Violent incidents in Ohio schools are closely tracked. Since 2007, the law has required every school to list all incidents of harassment, intimidation or bullying on the school website.
An NBC4 investigation at the start of the school year discovered that report had been ignored since 2010 by Columbus City Schools.
Columbus City Schools report 1,970 incidents of harassment, intimidation or bullying over the last year in the 108 schools comprising the district.
The data is the first update since 2010, when Columbus City Schools reported just less than 1,868 bullying incidents.
The school-supplied data is much less precise than incident reports compiled by police departments who are called in response to incidents.
Since reporting on a shockingly violent classroom fight at Westerville South High School on the third day of classes this August, NBC4 has acquired hundreds of incident reports and combed through more than 1,000 pages from police, detailing events at 15 Central Ohio school districts.
Between Jan. 1 and Sept. 19, 2014, Central Ohio police and sheriff’s offices handled 741 calls at the responding school districts.
Westerville police had the most incident reports with 173. Grove City police responded to South-Western City Schools 101 times, and Whitehall City Schools required police 82 times over the reporting period. Big Walnut had 13 police reports, Buckeye Valley had eight, and Groveport had the least, with five incidents of the 15 school districts that were examined by NBC4 Investigates.
In the category of violent incidents, the picture changes.
Reynoldsburg is third with 15 violent incidents handled by police.

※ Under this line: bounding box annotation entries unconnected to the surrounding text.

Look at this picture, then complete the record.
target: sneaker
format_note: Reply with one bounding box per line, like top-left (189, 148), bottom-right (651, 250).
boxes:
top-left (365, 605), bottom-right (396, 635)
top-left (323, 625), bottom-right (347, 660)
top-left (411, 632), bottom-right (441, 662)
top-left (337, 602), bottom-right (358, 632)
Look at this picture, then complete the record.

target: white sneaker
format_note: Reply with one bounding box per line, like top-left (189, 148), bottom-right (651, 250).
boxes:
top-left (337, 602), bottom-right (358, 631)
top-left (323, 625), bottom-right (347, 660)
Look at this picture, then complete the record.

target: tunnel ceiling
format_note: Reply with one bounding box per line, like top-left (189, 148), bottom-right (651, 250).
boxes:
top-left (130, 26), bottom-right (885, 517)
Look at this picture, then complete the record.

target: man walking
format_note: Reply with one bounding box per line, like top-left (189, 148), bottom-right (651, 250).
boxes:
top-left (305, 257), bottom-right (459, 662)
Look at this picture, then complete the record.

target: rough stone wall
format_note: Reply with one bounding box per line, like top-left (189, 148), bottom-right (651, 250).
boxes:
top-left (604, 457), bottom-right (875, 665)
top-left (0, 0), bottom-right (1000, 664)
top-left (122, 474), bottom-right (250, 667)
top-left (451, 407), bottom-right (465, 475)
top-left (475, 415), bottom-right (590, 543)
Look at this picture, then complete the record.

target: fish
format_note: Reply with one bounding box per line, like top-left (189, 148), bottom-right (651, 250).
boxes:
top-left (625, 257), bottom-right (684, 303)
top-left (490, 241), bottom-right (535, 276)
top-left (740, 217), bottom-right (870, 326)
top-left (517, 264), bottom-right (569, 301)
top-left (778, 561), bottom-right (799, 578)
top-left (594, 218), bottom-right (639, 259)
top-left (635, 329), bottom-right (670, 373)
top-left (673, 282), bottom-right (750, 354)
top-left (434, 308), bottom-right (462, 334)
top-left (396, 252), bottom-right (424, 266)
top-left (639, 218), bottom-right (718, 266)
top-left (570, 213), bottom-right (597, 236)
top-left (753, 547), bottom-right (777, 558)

Whitehall police had 19 school violence incidents and South-Western City Schools had the most violent incidents requiring police response, with 22. Westerville City Schoos did not make the top three in the violent incident category, requiring police response 11 times over nine and a half months.
Grove City Police Officer Kert Lanam has been the school resource officer at Central Crossing High School in the South-Western City School district since the building opened 13 years ago. Lanam said the incidents of violence have fallen steadily over the years.”There was a time we had four or five fights a week. But now we don’t have four or five fights a year,” Lanam said.
The presence of police in the schools is a calming effect on students, according to officer Lanam.
“They know a police officer is here, and they do know that if something happens there are going to be consequences with the law,” he said.
Lanam said there is a zero tolerance enforced on issues at school involving violence, drugs, alcohol, and sex.
Unruly behavior that could constitute disorderly conduct brings a case by case response depending on the advice of school administrators who consider a variety of factors beyond the incident in determining the proposed response. Lanam said his day-to-day interactions with students at Central Crossing High School makes him highly confident that the community and the nation are in good hands when present students enter the workforce and take over leadership.